Wald (Inverse Gaussian) distribution (wald)#

The Wald distribution is a classic continuous model for positive, right-skewed waiting times. It is most famous as the first-passage time distribution of a Brownian motion with drift (a core story in sequential analysis and drift–diffusion models).

In SciPy, scipy.stats.wald is the standardized Wald (a special case of the inverse Gaussian). In the literature, “Wald distribution” is often used interchangeably with the inverse Gaussian distribution.


1) Title & classification#

Item

Value

Name

Wald / inverse Gaussian (wald)

Type

Continuous

Support (standard)

\(x \in (0,\infty)\)

Parameter space (inverse Gaussian form)

\((\mu,\lambda) \in (0,\infty)\times(0,\infty)\)

SciPy wald

standardized case \(\mu=1,\ \lambda=1\) with optional loc\in\mathbb{R}, scale>0

What you’ll be able to do after this notebook#

  • recognize when a Wald / inverse Gaussian model makes sense (especially first-passage times)

  • write the PDF/CDF and compute key moments

  • interpret how \((\mu,\lambda)\) change shape (and how SciPy parameterizes them)

  • derive mean/variance (via the MGF) and write down the log-likelihood

  • sample from an inverse Gaussian using NumPy only

  • use scipy.stats.wald and scipy.stats.invgauss for simulation and fitting

Notebook roadmap#

  1. Title & classification

  2. Intuition & motivation

  3. Formal definition (PDF/CDF)

  4. Moments & properties

  5. Parameter interpretation

  6. Derivations (\(\mathbb{E}[X]\), \(\mathrm{Var}(X)\), likelihood)

  7. Sampling & simulation (NumPy-only)

  8. Visualization (PDF, CDF, Monte Carlo)

  9. SciPy integration (scipy.stats.wald, scipy.stats.invgauss)

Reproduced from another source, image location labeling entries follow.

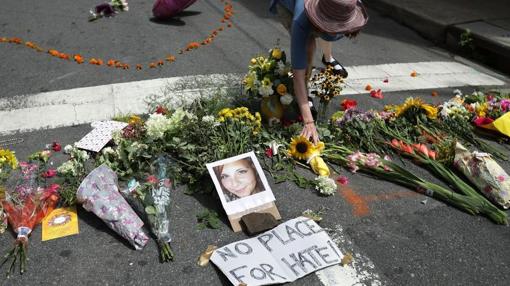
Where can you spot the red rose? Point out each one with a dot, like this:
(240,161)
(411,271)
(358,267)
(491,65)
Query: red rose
(161,110)
(376,94)
(269,152)
(348,104)
(342,180)
(50,173)
(56,147)
(152,179)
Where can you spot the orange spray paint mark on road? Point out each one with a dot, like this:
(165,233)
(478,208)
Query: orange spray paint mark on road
(360,203)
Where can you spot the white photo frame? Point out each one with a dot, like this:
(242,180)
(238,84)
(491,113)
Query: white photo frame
(243,202)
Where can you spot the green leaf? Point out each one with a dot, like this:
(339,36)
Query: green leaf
(150,210)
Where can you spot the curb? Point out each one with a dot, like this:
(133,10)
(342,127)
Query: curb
(485,48)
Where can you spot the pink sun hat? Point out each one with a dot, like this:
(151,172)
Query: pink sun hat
(168,8)
(336,16)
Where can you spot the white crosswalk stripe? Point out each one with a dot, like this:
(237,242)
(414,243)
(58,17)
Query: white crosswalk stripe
(87,104)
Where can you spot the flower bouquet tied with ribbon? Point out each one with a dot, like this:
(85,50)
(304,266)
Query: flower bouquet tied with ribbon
(485,173)
(8,163)
(108,9)
(269,78)
(325,85)
(302,149)
(491,111)
(152,200)
(25,204)
(99,193)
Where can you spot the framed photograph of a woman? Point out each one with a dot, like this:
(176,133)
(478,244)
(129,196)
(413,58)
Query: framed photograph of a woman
(240,183)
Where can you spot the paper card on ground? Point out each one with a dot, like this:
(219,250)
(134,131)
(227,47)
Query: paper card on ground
(59,223)
(96,139)
(287,252)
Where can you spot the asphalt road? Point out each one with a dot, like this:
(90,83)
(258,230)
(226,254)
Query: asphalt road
(404,239)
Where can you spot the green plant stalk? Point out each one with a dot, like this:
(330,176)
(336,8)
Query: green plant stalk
(488,208)
(16,254)
(165,251)
(469,204)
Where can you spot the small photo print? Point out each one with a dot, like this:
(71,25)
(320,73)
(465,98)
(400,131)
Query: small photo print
(240,183)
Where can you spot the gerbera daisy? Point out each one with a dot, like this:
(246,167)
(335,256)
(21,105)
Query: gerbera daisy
(301,148)
(416,103)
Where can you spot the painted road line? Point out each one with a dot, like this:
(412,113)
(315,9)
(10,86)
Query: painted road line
(360,272)
(87,104)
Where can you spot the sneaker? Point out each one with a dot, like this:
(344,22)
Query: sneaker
(337,67)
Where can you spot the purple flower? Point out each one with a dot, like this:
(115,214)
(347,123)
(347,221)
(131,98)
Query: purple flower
(105,9)
(505,105)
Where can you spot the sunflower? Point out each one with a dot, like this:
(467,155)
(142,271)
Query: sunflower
(281,89)
(416,103)
(301,148)
(7,157)
(276,53)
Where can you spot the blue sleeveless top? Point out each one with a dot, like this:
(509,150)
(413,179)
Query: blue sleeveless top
(301,31)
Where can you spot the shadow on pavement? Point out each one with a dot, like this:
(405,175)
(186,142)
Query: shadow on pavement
(175,21)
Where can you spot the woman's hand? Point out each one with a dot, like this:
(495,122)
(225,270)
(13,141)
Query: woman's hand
(310,131)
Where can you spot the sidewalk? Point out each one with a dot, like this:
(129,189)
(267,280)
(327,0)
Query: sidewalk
(478,29)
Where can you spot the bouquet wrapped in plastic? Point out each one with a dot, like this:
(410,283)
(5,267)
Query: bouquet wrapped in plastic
(485,173)
(8,163)
(99,193)
(152,200)
(25,205)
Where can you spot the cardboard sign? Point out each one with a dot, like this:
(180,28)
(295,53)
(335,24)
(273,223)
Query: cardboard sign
(96,139)
(59,223)
(289,251)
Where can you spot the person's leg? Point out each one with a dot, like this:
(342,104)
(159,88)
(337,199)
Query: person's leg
(329,60)
(326,50)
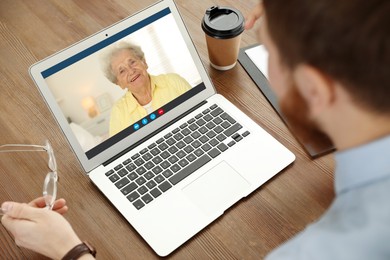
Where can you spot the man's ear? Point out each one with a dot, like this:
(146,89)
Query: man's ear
(315,87)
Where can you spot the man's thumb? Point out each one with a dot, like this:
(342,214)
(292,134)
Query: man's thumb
(17,210)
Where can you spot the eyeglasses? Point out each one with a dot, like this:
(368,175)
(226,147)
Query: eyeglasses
(50,183)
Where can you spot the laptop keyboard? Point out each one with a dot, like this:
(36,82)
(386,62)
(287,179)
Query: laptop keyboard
(156,168)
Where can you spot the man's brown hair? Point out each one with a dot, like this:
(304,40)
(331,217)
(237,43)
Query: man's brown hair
(344,39)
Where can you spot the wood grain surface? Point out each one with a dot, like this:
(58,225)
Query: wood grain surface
(31,30)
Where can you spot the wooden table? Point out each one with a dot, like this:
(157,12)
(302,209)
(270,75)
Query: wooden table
(31,30)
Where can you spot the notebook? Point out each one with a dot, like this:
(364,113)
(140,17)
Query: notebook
(177,167)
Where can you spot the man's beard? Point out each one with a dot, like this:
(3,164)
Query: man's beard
(296,112)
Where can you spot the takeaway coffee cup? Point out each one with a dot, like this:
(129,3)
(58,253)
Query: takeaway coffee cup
(223,27)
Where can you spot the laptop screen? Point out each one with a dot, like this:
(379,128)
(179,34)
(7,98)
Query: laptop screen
(128,81)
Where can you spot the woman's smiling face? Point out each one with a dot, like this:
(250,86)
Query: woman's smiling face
(130,71)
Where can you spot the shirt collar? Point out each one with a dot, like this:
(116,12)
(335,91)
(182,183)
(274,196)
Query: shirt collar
(362,165)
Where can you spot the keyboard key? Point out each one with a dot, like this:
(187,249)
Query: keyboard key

  10. Statistical use cases

  11. Pitfalls

  12. Summary

import math

import numpy as np
import scipy
from scipy import stats
from scipy.special import log_ndtr

import plotly
import plotly.express as px
import plotly.graph_objects as go
import os
import plotly.io as pio

pio.templates.default = "plotly_white"
pio.renderers.default = os.environ.get("PLOTLY_RENDERER", "notebook")

SEED = 123
rng = np.random.default_rng(SEED)

np.set_printoptions(precision=4, suppress=True)

print("numpy ", np.__version__)
print("scipy ", scipy.__version__)
print("plotly", plotly.__version__)
numpy  1.26.2
scipy  1.15.0
plotly 6.5.2

Prerequisites & notation#

Prerequisites

  • comfort with calculus (differentiation, basic integrals)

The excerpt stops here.